La première, c’est que, dans l’univers des semi-conducteurs, les cycles se retournent brutalement dès que l’offre dépasse la demande. Or 2025 marque très probablement un pic d’investissement des hyperscalers. On voit déjà Microsoft commencer à réduire ses investissements avec l’annulation de plusieurs pré-réservations d’espaces. Les géants du cloud ne peuvent continuer d’investir 80 milliards de dollars par an éternellement dans la construction de datacenters IA.
La seconde menace c’est que la rareté des GPU Nvidia et le monopole de CUDA ont fait exploser les loyers GPU mettant en péril la viabilité de bien des startups de l’IA. Il en découle une multiplication des efforts pour porter les algorithmes, bibliothèques et modèles de l’IA sur d’autres architectures que Nvidia, notamment sur les TPU de Google et les GPU d’AMD (Instinct MI) et Intel. Les chinois DeepSeek, Zhipu, Alibaba et Huawei ont montré leur capacité à adapter les techniques actuelles à des alternatives CPU, GPU et NPU moins puissantes que les puces derniers cris de Nvidia.

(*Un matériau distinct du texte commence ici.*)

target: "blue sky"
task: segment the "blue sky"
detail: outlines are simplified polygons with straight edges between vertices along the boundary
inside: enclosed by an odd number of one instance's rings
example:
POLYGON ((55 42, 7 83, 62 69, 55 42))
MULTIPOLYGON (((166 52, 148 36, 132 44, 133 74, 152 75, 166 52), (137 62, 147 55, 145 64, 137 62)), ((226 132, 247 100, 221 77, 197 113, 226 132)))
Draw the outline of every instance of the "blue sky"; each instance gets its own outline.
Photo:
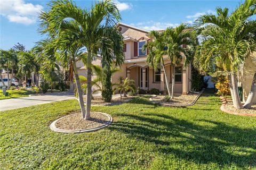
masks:
MULTIPOLYGON (((93 1, 75 1, 89 8, 93 1)), ((121 11, 122 22, 147 30, 192 23, 205 13, 214 13, 217 6, 233 11, 242 1, 113 1, 121 11)), ((47 8, 49 1, 0 0, 0 48, 8 49, 20 42, 27 49, 43 37, 37 32, 37 16, 47 8)))

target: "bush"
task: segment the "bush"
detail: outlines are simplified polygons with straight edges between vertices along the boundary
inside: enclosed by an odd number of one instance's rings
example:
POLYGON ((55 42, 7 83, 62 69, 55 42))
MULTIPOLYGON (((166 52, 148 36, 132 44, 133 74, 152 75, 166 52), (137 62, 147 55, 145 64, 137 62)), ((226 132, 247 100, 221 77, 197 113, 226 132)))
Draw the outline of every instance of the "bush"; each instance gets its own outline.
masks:
POLYGON ((110 102, 112 99, 112 94, 113 90, 112 90, 112 84, 111 83, 110 68, 104 68, 103 69, 103 76, 102 78, 102 89, 101 95, 102 99, 105 102, 110 102))
POLYGON ((164 97, 164 101, 170 101, 171 100, 171 97, 169 95, 165 95, 164 97))
POLYGON ((135 91, 130 91, 129 92, 128 92, 128 95, 129 96, 136 96, 137 95, 137 94, 136 92, 135 92, 135 91))
POLYGON ((191 89, 194 91, 199 91, 201 90, 204 86, 207 87, 207 82, 204 81, 204 76, 200 74, 197 70, 193 67, 191 89))
POLYGON ((160 91, 157 89, 153 88, 150 89, 149 93, 151 95, 159 95, 160 91))
POLYGON ((36 87, 33 87, 32 88, 32 90, 33 90, 33 91, 35 91, 36 94, 38 94, 39 92, 39 91, 40 91, 40 89, 36 87))
POLYGON ((25 90, 26 89, 25 87, 21 87, 19 88, 19 90, 25 90))
POLYGON ((137 94, 139 95, 144 95, 146 94, 146 91, 144 89, 141 89, 139 87, 137 89, 137 94))
POLYGON ((219 76, 215 87, 218 89, 217 94, 218 95, 223 96, 230 95, 228 80, 226 76, 223 75, 219 76))
POLYGON ((67 88, 65 82, 63 80, 60 80, 57 84, 56 88, 58 90, 60 90, 60 91, 64 91, 67 88))
POLYGON ((10 87, 10 90, 14 90, 15 89, 16 89, 16 87, 14 86, 12 86, 10 87))
POLYGON ((50 88, 49 83, 48 83, 48 82, 47 82, 45 81, 43 81, 41 82, 41 88, 42 89, 42 91, 43 91, 43 94, 46 93, 48 91, 48 89, 50 88))

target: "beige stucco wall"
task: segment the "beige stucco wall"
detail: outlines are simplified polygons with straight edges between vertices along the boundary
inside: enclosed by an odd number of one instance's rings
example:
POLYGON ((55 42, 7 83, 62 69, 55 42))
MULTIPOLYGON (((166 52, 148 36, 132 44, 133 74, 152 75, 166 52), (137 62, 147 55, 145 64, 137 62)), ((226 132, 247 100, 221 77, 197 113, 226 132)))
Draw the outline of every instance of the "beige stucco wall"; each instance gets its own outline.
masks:
MULTIPOLYGON (((254 52, 250 57, 248 57, 244 64, 244 69, 243 71, 242 86, 243 86, 243 100, 247 99, 252 85, 253 75, 256 71, 256 52, 254 52)), ((256 95, 253 98, 253 102, 256 103, 256 95)))

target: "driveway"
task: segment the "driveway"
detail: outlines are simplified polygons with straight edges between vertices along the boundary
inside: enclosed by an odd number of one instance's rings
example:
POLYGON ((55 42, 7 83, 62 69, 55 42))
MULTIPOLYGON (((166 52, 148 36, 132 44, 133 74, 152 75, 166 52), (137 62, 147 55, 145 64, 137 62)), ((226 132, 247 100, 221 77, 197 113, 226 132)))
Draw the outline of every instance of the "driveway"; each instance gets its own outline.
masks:
POLYGON ((74 93, 70 91, 47 94, 42 96, 34 96, 0 100, 0 110, 14 109, 45 103, 74 99, 74 93))

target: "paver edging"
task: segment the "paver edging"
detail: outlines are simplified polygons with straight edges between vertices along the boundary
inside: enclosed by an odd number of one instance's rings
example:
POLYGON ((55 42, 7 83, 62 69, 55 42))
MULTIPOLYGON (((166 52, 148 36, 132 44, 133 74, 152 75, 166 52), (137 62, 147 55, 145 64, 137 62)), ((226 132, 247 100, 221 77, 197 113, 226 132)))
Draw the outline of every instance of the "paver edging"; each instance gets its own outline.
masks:
POLYGON ((201 91, 200 91, 198 93, 198 95, 196 97, 196 98, 194 100, 194 101, 192 103, 191 103, 189 104, 187 104, 187 105, 169 105, 169 104, 161 104, 161 103, 157 103, 157 102, 155 102, 153 100, 153 98, 157 96, 156 95, 153 95, 153 97, 151 97, 149 99, 149 100, 152 101, 154 103, 159 104, 161 106, 167 106, 167 107, 187 107, 187 106, 193 106, 193 105, 194 105, 196 104, 196 101, 197 101, 197 100, 200 97, 201 95, 203 94, 203 92, 204 92, 205 89, 204 89, 204 88, 202 89, 201 91))
POLYGON ((95 113, 100 113, 105 115, 107 116, 109 120, 108 122, 107 122, 105 124, 103 125, 95 127, 95 128, 89 128, 89 129, 79 129, 79 130, 65 130, 65 129, 59 129, 57 127, 56 127, 56 123, 59 121, 60 120, 68 116, 70 116, 74 114, 71 114, 71 115, 68 115, 63 117, 62 117, 60 118, 57 119, 57 120, 54 121, 53 122, 52 122, 51 125, 50 125, 50 128, 51 130, 53 131, 56 132, 59 132, 59 133, 84 133, 84 132, 95 132, 99 130, 100 129, 101 129, 102 128, 106 128, 110 125, 112 122, 113 122, 113 118, 112 117, 109 115, 107 113, 103 113, 103 112, 94 112, 95 113))
POLYGON ((239 115, 239 116, 256 116, 256 114, 253 113, 237 113, 236 112, 227 110, 225 108, 225 105, 227 104, 227 101, 226 98, 223 97, 223 96, 220 97, 220 100, 221 100, 221 106, 220 106, 220 110, 223 111, 225 113, 231 114, 233 115, 239 115))

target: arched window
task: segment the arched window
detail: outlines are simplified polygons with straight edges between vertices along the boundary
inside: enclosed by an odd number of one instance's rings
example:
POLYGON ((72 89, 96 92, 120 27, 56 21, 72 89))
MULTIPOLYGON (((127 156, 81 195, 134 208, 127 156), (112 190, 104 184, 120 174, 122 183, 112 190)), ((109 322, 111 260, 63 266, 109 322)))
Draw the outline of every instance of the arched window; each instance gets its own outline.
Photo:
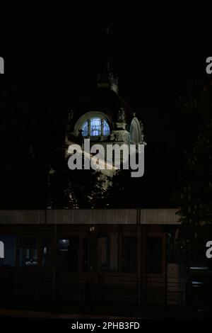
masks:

Le troisième danger, c’est que les coûts énergétiques intenables de l’IA encouragent désormais les hyperscalers à créer leurs propres accélérateurs maison et à utiliser de plus en plus systématiquement ces derniers avec des équipes dédiés à l’optimisation des algorithmes IA pour ces accélérateurs maison. Amazon développe intensément ses puces Inferentia (pour l’inférence), Trainium (pour l’apprentissage) et Graviton. Google vient de lancer la dernière génétation « Ironwood » de ses TPU (qui accélèrent Gemini, AlphaFold et bientôt ChatGPT). Azure dispose de ses processeurs Cobalt 100 et Maia 100 de plus en plus utilisés pour ses propres modèles et services IA. Même Meta crée désormais ses propres accélérateurs pour ses datacenters (MTIAv1 et v2).
La quatrième et dernière ombre à l’envolée de NVidia est bien évidemment géopolitique. Les restrictions américaines sur les ventes de puces « haut de gamme » à la Chine ont déjà entraîné 5,5 Mds $ de dépréciations. La Chine représente un marché crucial estimé à 50 milliards de dollars. Le PDG Jensen Huang avait averti dès mai que ces restrictions pourraient entraîner une perte de 8 milliards de dollars pour l’entreprise en 2025. Pour tenter de sauver sa présence sur ce marché, Nvidia s’apprête à lancer en septembre une puce « Blackwell Lite » modifiée, spécifiquement destinée au marché chinois, dépourvue de certaines fonctionnalités avancées pour se conformer aux exigences américaines. Jensen Huang prévoit d’ailleurs un déplacement stratégique à Pékin dans les prochains jours pour réaffirmer l’engagement de Nvidia envers ses clients chinois, qui représentaient 17,1 milliards de dollars de chiffre d’affaires l’an passé.
A cela s’ajoute des critiques de plus en plus marquées contre Nvidia dans l’univers historique du gaming où la génération des GPU RTX50xx a connu bien des déboires (indisponibilités, fonte des connecteurs, écrans noirs aléatoires, unités matérielles manquantes, pilotes défectueux, etc.). qui ont terni l’image de la marque.
Alors, bien sûr, la valorisation exceptionnelle de Nvidia illustre la confiance continue de Wall Street dans le potentiel durable de l’intelligence artificielle. Et Nvidia est devenu un standard de fait des infrastructures logicielles d’IA d’entreprise avec son omniprésente plateforme « Enterprise AI » qui sert de fondation à presque toutes les autres offres (Dell, HPE, Nutanix, etc.). Il est donc normal de voir aujourd’hui Nvidia caracoler en tête des valeurs du secteur des semi-conducteurs. Mais une telle envolée de sa valorisation présage le pire et doit au final plus inquiéter son CEO Jensen Huang que le rassurer.